Il professor Gilbert era particolarmente di buon umore quel giorno e ora stava spiegando Dickens gesticolando.
"Fra un paio di giorni è Natale!" aveva detto entrando in classe "Perciò, quale romanzo migliore da analizzare se non Canto di Natale?"
Daisy era stata contenta non avesse fatto battute sul suo cognome — cosa che Gilbert non perdeva occasione di fare — visto che era lo stesso dello scrittore del libro: tutta la classe si sarebbe voltata verso di lei e lei non aveva alcuna intenzione di rimanere al centro dell'attenzione.
Voleva solo rimanere lì, seduta sul suo banco accanto alla finestra e vicino al calorifero che emanava un lieto calore ad ascoltare le peripezie di Scrooge.
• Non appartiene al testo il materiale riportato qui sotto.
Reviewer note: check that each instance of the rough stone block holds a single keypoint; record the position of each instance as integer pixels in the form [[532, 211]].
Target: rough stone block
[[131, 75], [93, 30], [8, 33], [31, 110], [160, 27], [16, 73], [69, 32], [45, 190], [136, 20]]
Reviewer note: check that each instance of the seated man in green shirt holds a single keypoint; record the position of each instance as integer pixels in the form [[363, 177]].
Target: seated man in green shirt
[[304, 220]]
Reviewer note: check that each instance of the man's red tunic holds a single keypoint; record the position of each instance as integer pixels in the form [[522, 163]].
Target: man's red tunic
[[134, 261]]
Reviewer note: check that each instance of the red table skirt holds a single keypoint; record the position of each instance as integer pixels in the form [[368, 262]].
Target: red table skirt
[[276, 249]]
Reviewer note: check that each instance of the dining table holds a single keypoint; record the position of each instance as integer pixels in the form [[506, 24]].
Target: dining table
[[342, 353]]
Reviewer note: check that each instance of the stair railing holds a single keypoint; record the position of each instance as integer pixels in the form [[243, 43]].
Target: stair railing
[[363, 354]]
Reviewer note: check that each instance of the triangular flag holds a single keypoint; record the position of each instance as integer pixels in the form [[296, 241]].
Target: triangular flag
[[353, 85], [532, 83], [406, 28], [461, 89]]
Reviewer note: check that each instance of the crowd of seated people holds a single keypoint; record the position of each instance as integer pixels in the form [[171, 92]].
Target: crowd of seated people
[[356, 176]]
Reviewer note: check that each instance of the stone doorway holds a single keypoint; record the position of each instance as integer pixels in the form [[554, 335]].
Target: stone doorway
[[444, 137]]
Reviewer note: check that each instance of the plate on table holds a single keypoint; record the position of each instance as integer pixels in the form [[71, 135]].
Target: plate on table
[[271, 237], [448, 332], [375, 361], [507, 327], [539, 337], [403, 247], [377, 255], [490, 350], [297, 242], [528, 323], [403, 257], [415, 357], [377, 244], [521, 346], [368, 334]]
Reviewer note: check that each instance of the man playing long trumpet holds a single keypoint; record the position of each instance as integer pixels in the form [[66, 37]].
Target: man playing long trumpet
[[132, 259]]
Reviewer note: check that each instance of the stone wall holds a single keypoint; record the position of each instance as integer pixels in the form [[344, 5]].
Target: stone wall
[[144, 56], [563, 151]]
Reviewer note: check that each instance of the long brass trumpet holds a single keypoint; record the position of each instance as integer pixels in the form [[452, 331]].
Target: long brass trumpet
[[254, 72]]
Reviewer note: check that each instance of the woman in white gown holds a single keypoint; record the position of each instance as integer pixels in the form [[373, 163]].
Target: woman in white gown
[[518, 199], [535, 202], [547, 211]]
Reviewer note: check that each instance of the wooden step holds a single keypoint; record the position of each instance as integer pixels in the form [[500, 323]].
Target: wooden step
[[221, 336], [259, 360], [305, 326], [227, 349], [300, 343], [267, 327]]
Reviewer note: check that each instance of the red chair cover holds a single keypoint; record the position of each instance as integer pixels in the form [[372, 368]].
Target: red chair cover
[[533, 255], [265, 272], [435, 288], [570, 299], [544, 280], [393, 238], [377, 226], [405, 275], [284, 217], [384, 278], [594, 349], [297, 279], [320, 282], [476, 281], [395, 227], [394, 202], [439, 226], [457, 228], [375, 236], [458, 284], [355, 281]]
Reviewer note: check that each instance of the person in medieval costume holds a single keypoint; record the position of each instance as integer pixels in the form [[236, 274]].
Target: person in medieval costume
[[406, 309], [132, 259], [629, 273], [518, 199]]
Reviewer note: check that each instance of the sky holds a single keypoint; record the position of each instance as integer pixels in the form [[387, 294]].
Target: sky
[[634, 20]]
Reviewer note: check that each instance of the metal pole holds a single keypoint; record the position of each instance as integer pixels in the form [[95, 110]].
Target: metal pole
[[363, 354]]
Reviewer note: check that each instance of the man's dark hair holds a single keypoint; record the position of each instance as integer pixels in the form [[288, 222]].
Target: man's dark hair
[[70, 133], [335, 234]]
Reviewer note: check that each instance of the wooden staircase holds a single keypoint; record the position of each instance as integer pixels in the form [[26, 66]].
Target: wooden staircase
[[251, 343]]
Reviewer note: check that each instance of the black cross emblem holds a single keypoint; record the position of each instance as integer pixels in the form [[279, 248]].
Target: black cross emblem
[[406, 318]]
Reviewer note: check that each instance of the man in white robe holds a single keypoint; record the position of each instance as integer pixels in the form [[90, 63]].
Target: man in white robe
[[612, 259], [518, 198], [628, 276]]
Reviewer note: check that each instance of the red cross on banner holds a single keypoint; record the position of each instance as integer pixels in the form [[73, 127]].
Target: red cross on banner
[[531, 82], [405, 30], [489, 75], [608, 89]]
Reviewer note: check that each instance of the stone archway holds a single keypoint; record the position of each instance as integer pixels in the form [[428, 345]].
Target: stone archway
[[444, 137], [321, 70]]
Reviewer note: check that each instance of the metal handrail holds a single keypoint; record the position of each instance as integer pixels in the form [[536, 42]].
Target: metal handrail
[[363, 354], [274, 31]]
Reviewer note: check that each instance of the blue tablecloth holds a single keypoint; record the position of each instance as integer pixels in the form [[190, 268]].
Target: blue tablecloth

Stephen era seduto accanto a lei e sembrava perso nei suoi pensieri, perché non svoltava la pagina del libro da cinque minuti buoni quando Gilbert doveva aver spiegato almeno altre tre pagine.
Aveva la fronte aggrottata, notò Daisy, come se qualcosa lo preoccupasse.
Ripensò al modo in cui l'aveva abbracciata il giorno prima dopo che lei si era aperta con lui.
Non le aveva posto domande scontate e non aveva cercato di darle pareri filosofici su come la vita fosse crudele ma comunque il sole sarebbe sempre tornato a splendere.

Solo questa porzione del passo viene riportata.